In Keith D. Miller’s “Redefining Plagiarism,” the rules of plagiarism are examined from a different point of view. The written literary culture is compared to the orally traditional cultures. Miller researches the oral customs of Martin Luther King and other Christian preachers. King’s speeches and sermons successfully moved people from all different walks of life, even though large portions of his work were plagiarized. Miller asks “do we condemn him as a plagiarist, grant him (and some other groups such as preachers) a dispensation from the rules of copyright, or rethink plagiarism?” (131) To better understand King’s use of other people’s work, Miller explores the oral culture of preachers and the African-American population. For years Christian preachers have been “borrowing” each other’s sermons. Plagiarism is used to protect an individual’s thoughts, but most preachers are not creating original thought. They are instead attempting to teach the widespread, unchanging message of their religion. During times of slavery, it was considered illegal for slaves to read or write. Therefore many traditions were passed down from one generation to the next by voice instead of script. Because both of these communities rely on oral customs, the sources become difficult to trace. King, belonging to both the church and African-American communities, inherently relied on this passing of information by word of mouth. (128-131)

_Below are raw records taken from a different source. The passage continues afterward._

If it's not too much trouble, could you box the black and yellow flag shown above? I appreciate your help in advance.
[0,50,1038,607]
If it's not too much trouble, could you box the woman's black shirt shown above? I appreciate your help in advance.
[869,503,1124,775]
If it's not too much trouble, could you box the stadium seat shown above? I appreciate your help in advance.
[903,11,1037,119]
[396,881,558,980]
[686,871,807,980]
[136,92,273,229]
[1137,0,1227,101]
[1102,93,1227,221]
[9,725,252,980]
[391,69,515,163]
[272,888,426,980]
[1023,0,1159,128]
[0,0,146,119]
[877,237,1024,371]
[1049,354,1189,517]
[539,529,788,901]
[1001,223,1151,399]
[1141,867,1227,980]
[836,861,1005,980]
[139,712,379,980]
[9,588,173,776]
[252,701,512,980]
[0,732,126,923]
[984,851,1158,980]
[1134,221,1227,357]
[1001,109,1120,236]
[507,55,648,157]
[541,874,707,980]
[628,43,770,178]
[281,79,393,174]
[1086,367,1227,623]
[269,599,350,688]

Paper mills and student plagiarism are thoroughly researched and examined in Maureen Hourigan’s “Of Plagiarism, Paper Mills, and the Harried Hurried Student.” During the beginning of this essay the reader is reminded that plagiarism is nothing new, and has existed in schools for decades. Before the Internet was invented, sororities and fraternities collected papers for other brothers and sisters to “borrow.” Plagiarism was also exercised by collecting passages from different books after searching in the library. Today, however Hourigan states “Whether or not easy access… on the Internet has caused an increase in student plagiarism is a subject of debate among academics. But common academic wisdom suggests that it has.” (157) These websites, called “paper mills,” sell essays to their customers for a small fee. In her essay, Hourigan presents a lot of evidence against these Internet paper mills. She finds that some of the essays bought from these paper mills were only worthy of C’s. Also, even websites that claim their essays are one hundred percent original produced papers that were plagiarized. Although finding sources may have been become easier thanks to the Internet, so has catching plagiarism. There are also many websites dedicated to catching plagiarism that enter students’ essays into a type of search engine. (157-164) In the end, Hourigan concludes “In passing off someone else’s work as your own, you cheat yourself of learning experiences, cheat fellow students of fair evaluation of their work, diminish trust between student and teacher, and undermine the value of a degree from your institution.” (165)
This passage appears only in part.